Just days after receiving the Sovereign Award for Canada’s Outstanding Apprentice Jockey, 16-year-old Slade Jones has returned to his home in Barbados and will not ride this year. According to his agent Tom Patton, Jones, who is nearly six feet tall, was having trouble maintaining his preferred riding weight last fall and the issue has persisted.
“He’s tall and he’s growing,” said Patton. “It’s too bad. I’m not saying he’s never coming back [to Woodbine]. He might come back here to work and gallop horses but for now, he’s gone home.”
Not since the days of Mickey Walls (early ’90s) has Canadian racing had a teenaged jockey burst onto the scene with great success like Slade Jones. The son of successful Barbados and Canadian rider Jono Jones is the grandson of the great Barbadian rider ‘Chally Jones. He began his Canadian riding career in May 2022 and was the leading race-winning apprentice jockey in Canada in 2022 with 61 wins, a 14% win rate. He finished a solid 12th in the overall jockey standings at Woodbine.
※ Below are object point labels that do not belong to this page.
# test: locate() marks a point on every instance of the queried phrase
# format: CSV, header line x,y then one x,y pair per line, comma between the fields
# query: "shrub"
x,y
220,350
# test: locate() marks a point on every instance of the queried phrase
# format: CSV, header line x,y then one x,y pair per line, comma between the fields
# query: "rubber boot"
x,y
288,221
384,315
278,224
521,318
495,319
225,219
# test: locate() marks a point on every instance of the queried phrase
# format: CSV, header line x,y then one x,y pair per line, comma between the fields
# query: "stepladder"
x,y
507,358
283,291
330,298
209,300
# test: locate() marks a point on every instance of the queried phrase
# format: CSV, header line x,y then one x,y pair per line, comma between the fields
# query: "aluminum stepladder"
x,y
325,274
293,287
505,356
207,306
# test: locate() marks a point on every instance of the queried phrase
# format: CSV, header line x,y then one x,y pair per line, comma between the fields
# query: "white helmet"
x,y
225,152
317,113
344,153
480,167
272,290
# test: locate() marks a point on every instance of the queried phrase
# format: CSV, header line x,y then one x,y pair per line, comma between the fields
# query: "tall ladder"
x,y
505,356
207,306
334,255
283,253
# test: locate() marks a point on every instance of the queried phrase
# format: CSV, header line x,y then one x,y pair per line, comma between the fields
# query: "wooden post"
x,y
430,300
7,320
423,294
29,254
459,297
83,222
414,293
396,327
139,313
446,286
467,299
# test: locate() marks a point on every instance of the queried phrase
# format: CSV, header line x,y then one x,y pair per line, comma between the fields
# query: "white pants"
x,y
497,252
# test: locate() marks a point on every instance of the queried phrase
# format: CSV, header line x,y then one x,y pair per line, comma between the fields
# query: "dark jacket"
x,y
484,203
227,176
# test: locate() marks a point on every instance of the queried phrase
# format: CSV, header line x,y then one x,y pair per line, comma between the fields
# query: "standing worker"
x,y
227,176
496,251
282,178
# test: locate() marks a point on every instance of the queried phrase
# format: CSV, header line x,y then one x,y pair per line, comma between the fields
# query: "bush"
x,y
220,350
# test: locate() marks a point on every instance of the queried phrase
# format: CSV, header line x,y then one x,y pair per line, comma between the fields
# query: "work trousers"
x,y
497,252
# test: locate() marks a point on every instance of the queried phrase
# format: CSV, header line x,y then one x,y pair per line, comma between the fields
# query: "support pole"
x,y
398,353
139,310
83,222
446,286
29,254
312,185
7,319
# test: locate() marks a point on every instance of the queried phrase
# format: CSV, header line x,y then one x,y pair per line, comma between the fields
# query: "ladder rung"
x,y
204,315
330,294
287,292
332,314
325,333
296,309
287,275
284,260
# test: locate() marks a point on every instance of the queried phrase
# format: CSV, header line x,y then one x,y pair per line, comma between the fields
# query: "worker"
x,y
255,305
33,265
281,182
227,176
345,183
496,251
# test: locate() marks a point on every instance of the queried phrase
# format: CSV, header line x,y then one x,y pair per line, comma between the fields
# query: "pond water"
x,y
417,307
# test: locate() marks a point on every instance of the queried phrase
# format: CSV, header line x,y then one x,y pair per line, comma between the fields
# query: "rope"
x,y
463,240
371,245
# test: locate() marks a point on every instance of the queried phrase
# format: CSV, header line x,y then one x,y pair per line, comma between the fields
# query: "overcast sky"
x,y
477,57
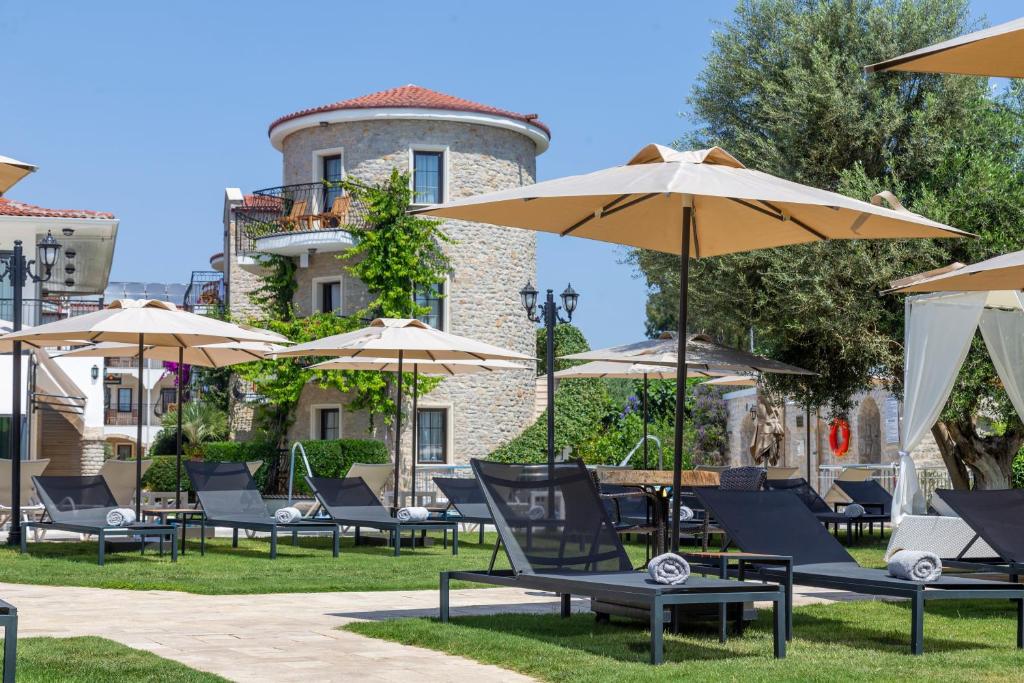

“His dad was one of the most intelligent riders Woodbine has ever seen and Slade was heading that way too,’ said Patton. “But Jono also had to do quite a bit of reducing when he was riding and he is not nearly as tall as Slade.”
As for Patton, he will also step away from racing as an agent this year as his other rider from 2022, Antonio Gallardo, will not be returning. But Patton will still be around the track as he recently signed on as a consultant for the exciting new, state-of-the-art animal and horse hospital near King, ON, Dog Tales.
Owned by Rob and Danielle Scheinberg, the hospital is some 56,000 square feet and on three levels. It will serve mainly horses, dogs, cats and some exotic animals such as birds and lizards. The facility will have top-of-the-line equipment not found anywhere else in the province. It will be a 24-hour emergency referral hospital serving all of southern Ontario and will have a standing CT scanner, MRI machines, water therapy pools and hyperbaric oxygen treatment for dogs.